On n’a fait que plaquer à la Tunisie un schéma désincarné. Comment réaliser, en effet, la justice et la dignité quand le cadre législatif de la dictature est resté en l’état?
Il aurait fallu commencer d’abord par la réforme législative; après on aurait eu à parler de justice transitionnelle.
Aussi, l’IVD est  devenue une instance pour servir surtout les profiteurs cherchant surtout une réparation matérielle. D’ailleurs, nombre de vrais militants se sont abstenus de déposer leur dossier, car leur conception du patriotisme exclut la moindre réparation. C’est mon cas, ayant été brimé sous Ben Ali, exclu du cadre diplomatique pour mon combat pour les droits de l’Homme à l’intérieur de l’Administration et n’ayant toujours pas eu justice bien que mon droit ait été validé par la Commission Alor constituée après le 14 janvier 2011. Je ne pouvais cautionner les dérives immorales de l’IVD alors que je milite pour la morale en politique.  Et tant pis pour mes droits ! Et je ne suis pas le seul dans cette situation. Nombre d’autres Tunisiens brimés par la dictature ont fait comme moi, ceux pour qui la patrie compte avant tout.  

Q 6 De même, pourquoi les membres de la Cour constitutionnelle peinent à être élus? Quels sont les enjeux de la cour pour les partis? 

         R 6 : C’est l’absence de volonté politique (je dirais poléthqiue) pour une véritable démocratie et un État sérieux de droit qui explique le blocage actuel.
On se soucie plus de contrôler l’évolution de la législation que de la toiletter de ses lois scélérates.
On est encore loin d’avoir une vision juste et humaniste du vivre-ensemble en Tunisie, car chaque partie peut le coucher dans son propre lit de Procuste.
C’est le dogmatisme des uns et des autres qui bloque la constitution de cette cour qu’il soit religieux ou profane.
Il faut dire, par ailleurs, que si on ne faisait pas montre d’un juridisme excessif, amis aussi de laïcisme, on aurait avancé bien plus vite en s’attaquant déjà par de simples décisions administratives ou politiques les questions sensibles et qui fâchent.  Cela aura enlevé tout intérêt à la tragicomédie actuelle, puisqu’on se sera débarrassé de pas mal de questions qui alimentent le blocage actuel, comme l’abolition de l’homophobie, la dépénalisation du cannabis, l’égalité successorale, le droit au sexe hors mariage, le droit à consommer librement l’alcool sans restrictions morales fallacieuses, etc.   
Il est clair qu’on aurait pu, sur toutes ces questions, avancer par simple décision politique de moratoire à l’application de leurs bases légales, ou par décision ministérielle aux forces de l’ordre de se conformer à la constitution en n’arrêtant plus les gens ou aux juges de ne plus instruire leurs dossiers. Ou encore par circulaires retirant le cannabis de la liste des stupéfiants ou interdisant le test anal en Tunisie, ce qui aurait empêché l’application du texte scélérat sur l’homophobie, un reliquat colonial contraire à la lettre et à l’esprit de l’islam bien compris.  
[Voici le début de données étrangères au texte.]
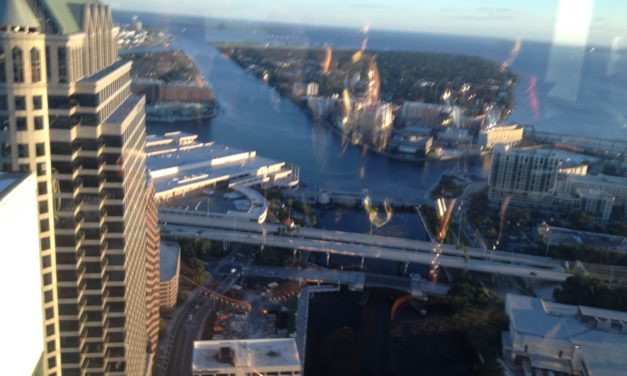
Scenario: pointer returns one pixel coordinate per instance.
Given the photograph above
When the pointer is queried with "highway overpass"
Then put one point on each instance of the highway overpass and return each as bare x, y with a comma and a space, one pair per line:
361, 245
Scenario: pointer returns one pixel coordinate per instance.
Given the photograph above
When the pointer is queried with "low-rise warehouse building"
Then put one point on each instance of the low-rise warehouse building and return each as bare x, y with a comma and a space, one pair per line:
277, 356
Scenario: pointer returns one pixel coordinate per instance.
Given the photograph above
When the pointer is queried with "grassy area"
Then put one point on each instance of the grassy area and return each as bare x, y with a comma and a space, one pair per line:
169, 66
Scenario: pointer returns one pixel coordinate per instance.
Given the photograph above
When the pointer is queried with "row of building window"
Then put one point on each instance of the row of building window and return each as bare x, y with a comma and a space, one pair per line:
18, 65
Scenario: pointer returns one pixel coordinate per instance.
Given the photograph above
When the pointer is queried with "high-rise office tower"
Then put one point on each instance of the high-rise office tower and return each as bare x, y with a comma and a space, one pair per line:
67, 114
153, 241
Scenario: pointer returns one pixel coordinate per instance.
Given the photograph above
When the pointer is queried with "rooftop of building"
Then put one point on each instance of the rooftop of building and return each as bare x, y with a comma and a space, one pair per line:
429, 106
169, 254
602, 350
104, 72
502, 127
246, 353
594, 194
9, 180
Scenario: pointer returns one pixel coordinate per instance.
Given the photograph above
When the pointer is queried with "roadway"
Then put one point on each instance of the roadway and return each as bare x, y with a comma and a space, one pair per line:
170, 217
487, 263
179, 351
342, 277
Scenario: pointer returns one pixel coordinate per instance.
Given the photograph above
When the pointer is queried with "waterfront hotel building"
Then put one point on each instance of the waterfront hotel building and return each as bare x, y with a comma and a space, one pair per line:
68, 115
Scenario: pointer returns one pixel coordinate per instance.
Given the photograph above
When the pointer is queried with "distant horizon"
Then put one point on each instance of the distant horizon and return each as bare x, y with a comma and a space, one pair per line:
355, 28
565, 22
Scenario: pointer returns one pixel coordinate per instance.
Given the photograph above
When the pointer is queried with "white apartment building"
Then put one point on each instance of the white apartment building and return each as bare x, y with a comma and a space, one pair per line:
506, 135
523, 176
612, 185
22, 342
245, 357
67, 114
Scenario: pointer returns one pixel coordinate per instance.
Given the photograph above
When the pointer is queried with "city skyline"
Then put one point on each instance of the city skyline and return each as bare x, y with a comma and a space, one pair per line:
533, 20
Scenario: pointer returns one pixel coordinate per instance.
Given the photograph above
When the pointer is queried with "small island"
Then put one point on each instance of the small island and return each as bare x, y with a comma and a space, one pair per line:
406, 105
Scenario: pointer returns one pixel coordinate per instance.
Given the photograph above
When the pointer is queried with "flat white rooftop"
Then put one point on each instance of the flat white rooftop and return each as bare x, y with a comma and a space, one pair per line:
599, 335
176, 163
246, 355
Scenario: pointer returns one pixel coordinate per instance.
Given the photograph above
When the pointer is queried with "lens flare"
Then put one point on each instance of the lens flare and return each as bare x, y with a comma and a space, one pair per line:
512, 55
373, 213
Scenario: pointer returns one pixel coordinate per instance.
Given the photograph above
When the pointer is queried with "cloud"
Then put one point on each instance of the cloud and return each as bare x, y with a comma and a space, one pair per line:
369, 5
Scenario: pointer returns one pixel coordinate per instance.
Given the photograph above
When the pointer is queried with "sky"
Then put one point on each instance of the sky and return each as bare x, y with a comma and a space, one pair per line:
526, 19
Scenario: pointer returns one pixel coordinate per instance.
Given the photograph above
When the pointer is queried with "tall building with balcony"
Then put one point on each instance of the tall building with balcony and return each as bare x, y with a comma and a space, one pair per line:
68, 115
153, 238
523, 177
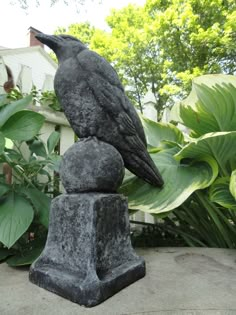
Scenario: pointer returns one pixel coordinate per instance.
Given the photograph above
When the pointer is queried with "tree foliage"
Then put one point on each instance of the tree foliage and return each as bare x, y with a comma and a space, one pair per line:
163, 45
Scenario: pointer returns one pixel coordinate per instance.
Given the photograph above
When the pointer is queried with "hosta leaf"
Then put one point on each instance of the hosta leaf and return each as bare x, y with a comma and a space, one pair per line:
211, 105
219, 193
219, 145
158, 132
38, 148
16, 215
232, 184
181, 180
23, 125
8, 110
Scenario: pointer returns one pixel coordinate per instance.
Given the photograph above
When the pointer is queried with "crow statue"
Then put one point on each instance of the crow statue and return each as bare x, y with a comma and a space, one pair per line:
95, 104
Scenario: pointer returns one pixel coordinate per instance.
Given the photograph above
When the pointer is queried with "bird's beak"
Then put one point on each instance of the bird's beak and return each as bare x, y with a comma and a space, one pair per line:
50, 40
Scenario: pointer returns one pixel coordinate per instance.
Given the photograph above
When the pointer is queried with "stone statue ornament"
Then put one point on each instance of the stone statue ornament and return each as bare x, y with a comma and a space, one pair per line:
88, 256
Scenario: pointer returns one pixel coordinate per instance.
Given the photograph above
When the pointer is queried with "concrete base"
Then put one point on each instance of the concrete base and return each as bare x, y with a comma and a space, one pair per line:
179, 281
88, 256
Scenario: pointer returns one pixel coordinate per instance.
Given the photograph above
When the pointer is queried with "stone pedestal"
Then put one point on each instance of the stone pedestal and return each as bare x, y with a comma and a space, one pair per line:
88, 256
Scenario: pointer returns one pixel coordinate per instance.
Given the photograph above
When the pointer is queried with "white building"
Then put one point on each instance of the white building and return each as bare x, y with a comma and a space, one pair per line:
30, 66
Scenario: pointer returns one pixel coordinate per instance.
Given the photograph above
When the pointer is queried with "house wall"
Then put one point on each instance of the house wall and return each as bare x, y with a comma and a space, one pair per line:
40, 67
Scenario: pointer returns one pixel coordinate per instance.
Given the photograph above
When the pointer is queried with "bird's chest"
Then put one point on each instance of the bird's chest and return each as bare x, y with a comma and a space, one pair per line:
78, 100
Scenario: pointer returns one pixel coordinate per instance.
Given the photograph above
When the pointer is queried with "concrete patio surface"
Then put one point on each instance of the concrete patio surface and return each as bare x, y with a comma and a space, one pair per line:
188, 281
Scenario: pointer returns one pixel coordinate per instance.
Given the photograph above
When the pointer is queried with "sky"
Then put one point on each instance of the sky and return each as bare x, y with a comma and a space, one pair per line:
14, 22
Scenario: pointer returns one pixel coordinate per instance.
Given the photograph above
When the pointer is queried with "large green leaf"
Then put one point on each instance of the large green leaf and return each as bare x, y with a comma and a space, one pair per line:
218, 145
53, 141
211, 105
158, 132
38, 148
2, 143
16, 215
181, 180
219, 193
23, 125
232, 184
41, 203
8, 110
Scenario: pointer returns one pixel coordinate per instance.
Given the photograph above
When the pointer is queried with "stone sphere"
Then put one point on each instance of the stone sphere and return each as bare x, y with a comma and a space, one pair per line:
91, 165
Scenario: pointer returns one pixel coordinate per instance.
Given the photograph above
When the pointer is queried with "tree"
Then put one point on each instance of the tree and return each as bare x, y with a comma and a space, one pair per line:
165, 44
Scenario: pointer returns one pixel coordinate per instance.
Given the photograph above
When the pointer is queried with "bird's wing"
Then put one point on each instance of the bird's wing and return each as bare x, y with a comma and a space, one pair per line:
107, 88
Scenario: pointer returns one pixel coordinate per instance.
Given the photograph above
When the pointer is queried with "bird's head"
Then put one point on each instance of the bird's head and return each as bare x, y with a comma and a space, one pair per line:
64, 46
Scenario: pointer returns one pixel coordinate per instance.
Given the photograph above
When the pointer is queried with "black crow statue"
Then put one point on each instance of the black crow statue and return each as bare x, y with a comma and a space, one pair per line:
95, 104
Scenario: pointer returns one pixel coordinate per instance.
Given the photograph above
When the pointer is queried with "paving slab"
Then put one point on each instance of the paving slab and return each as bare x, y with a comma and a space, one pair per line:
179, 281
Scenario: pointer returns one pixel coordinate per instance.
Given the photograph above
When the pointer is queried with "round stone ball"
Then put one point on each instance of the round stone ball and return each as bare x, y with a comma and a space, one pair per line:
90, 165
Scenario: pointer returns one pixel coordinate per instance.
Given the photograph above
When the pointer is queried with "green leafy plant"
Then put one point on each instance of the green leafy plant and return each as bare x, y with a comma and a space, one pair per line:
24, 202
199, 171
49, 98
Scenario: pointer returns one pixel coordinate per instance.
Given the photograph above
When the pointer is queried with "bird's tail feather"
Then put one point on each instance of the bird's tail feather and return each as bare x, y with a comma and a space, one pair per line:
144, 168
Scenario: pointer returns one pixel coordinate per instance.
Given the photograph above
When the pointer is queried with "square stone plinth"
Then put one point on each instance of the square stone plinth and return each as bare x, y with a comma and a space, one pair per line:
88, 255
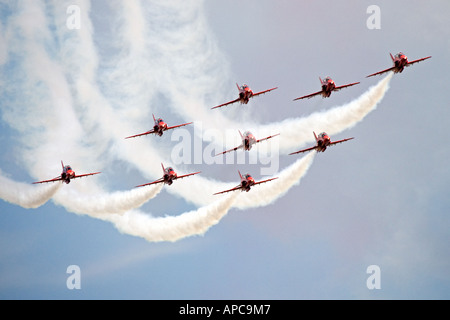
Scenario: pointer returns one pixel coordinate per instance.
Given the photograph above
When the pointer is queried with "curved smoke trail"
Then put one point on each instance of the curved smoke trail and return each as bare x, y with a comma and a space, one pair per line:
173, 228
26, 195
86, 106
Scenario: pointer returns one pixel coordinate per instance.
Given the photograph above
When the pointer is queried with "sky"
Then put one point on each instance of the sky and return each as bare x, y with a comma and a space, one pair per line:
76, 77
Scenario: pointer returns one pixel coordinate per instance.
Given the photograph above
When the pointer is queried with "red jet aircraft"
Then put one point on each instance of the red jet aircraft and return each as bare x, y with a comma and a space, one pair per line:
247, 182
328, 86
400, 62
323, 141
245, 93
168, 177
248, 140
159, 128
66, 175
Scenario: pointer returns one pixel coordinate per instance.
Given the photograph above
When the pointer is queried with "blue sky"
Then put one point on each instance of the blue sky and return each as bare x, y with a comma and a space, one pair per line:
380, 199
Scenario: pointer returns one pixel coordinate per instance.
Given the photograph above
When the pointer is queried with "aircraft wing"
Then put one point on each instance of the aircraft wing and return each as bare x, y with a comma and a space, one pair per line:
150, 183
227, 103
381, 72
234, 149
309, 95
51, 180
418, 60
345, 86
336, 142
85, 175
229, 190
267, 138
304, 150
177, 126
187, 175
265, 181
262, 92
141, 134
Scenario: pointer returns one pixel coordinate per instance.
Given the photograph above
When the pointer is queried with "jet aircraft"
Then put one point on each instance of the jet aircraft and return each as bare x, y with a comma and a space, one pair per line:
323, 141
66, 175
328, 86
245, 93
248, 140
169, 175
247, 182
159, 127
400, 61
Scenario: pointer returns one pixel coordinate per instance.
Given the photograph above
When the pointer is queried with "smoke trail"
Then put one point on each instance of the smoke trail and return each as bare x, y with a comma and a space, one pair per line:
332, 121
102, 203
26, 195
195, 222
269, 192
98, 124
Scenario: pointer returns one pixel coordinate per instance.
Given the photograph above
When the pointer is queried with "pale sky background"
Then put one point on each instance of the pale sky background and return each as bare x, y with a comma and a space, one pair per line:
380, 199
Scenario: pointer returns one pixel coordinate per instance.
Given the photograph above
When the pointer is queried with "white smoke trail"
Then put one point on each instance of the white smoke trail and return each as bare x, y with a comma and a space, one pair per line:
173, 228
267, 193
26, 195
101, 203
333, 121
101, 115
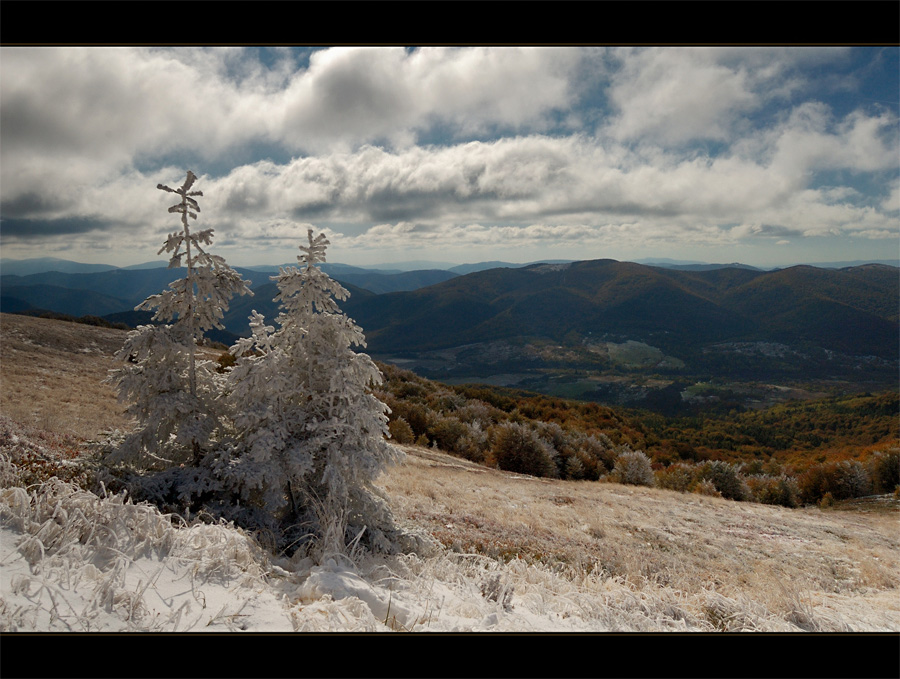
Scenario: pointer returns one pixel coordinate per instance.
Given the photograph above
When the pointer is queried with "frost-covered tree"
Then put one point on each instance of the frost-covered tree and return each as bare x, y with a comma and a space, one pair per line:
309, 431
173, 396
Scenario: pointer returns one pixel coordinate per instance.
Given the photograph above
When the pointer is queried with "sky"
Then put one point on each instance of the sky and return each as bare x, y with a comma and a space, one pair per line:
768, 156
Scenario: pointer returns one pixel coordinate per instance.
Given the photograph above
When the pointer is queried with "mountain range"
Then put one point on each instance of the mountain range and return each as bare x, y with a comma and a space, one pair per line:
549, 320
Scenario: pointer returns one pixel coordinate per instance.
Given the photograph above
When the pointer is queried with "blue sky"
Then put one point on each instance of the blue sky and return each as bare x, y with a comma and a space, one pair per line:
764, 155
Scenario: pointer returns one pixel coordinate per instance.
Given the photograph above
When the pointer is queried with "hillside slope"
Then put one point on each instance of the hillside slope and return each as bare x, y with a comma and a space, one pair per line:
516, 553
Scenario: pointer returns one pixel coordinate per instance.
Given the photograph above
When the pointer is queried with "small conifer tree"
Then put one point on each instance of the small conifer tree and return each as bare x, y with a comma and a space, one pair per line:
310, 433
172, 396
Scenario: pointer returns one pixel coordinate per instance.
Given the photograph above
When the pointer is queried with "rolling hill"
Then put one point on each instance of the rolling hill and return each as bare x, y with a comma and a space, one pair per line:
850, 310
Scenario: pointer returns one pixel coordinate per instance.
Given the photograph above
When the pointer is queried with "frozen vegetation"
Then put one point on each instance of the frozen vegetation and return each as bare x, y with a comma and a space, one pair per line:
267, 498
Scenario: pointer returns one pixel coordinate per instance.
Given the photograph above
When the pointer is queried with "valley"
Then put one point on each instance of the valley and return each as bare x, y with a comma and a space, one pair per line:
672, 340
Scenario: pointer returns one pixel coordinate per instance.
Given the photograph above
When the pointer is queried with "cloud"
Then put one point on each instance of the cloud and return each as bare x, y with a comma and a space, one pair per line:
678, 144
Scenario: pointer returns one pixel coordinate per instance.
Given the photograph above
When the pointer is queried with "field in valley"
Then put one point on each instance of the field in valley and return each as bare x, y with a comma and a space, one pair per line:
511, 553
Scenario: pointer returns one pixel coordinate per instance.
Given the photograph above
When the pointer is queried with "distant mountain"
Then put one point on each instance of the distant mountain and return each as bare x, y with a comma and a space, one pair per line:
417, 265
852, 310
463, 269
63, 300
24, 267
399, 282
859, 262
705, 267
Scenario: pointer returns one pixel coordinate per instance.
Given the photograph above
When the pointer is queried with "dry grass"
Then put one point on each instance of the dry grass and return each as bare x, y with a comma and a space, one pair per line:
717, 560
51, 373
787, 560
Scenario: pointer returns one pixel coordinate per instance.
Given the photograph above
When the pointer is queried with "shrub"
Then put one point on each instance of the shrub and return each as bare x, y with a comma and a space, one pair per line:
774, 490
633, 467
853, 480
706, 487
885, 470
446, 431
400, 431
474, 444
726, 477
600, 451
518, 448
679, 476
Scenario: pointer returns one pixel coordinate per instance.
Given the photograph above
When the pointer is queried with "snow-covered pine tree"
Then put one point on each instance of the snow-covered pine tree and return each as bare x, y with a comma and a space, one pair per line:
311, 433
171, 394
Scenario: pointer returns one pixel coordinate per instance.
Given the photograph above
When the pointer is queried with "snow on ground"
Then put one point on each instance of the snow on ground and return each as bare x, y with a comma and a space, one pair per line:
72, 561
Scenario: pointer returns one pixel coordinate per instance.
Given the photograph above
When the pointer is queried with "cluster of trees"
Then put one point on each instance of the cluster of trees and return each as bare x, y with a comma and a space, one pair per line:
544, 436
289, 439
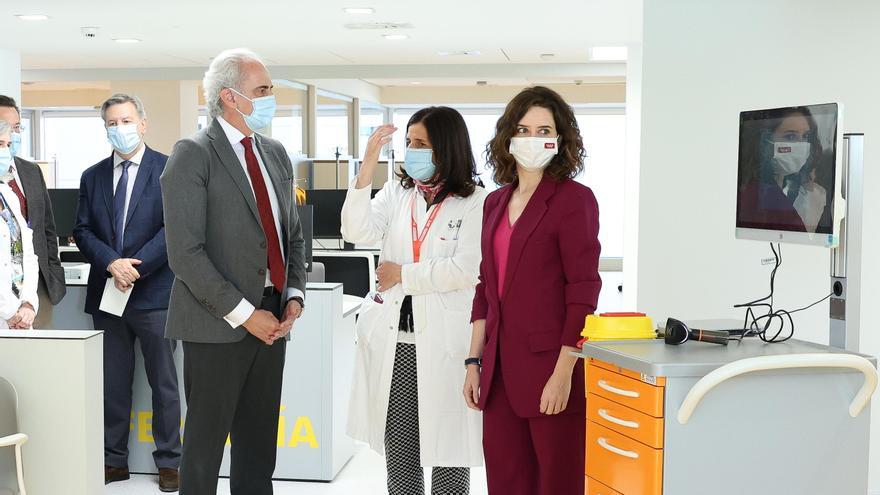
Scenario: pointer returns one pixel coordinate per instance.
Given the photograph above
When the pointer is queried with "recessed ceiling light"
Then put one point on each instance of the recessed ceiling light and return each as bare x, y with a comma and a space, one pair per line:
33, 17
462, 53
608, 53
Q 7 Pourquoi avoir reporté les municipales 4 fois ? 

         R 7 : Les municipales auraient dû être organisées les premières, bien avant les législatives et la présidentielle pour se soucier en premier de l’état des villes dans une situation de réelle détresse.
J’y ai appelé, et on ne l’a non seulement pas fait, mais  on n’a même pas encore  conformé la législation aux acquis de la constitution, estimant qu’une telle réforme capitale pouvait attendre.
Or, il est des parties qui n’ont pas intérêt à ce que la loi change ayant surtout pour souci exclusif de contrôler les pouvoirs locaux à des fins partisanes.
Le jeu politique et les calculs politiciens ont fini par amener les autorités à se résoudre à la tenue de ces élections même si le contexte y reste fort défavorable.
D’ailleurs, il ne serait pas surprenant que si un grave incident arrive, ce qui n’est pas totalement exclu, on suspende le processus électoral. Car la Tunisie doit rester vigilante. 
Il faut savoir que cette éventualité, combien même elle semble saugrenue, reste théoriquement envisageable, le processus électoral pouvant être juridiquement interrompu de deux manières :  par une décision souveraine de l’Isie, l’instance supérieure des élections, et par une décision du président de la République pour cause de péril imminent.
Et croyez bien que les deux gourous qui tirent les ficelles de comédie politique du pouvoir dans le pays y ont pensé, y pensent et en useraient s’ils l’estiment nécessaire à leurs intérêts stratégiques.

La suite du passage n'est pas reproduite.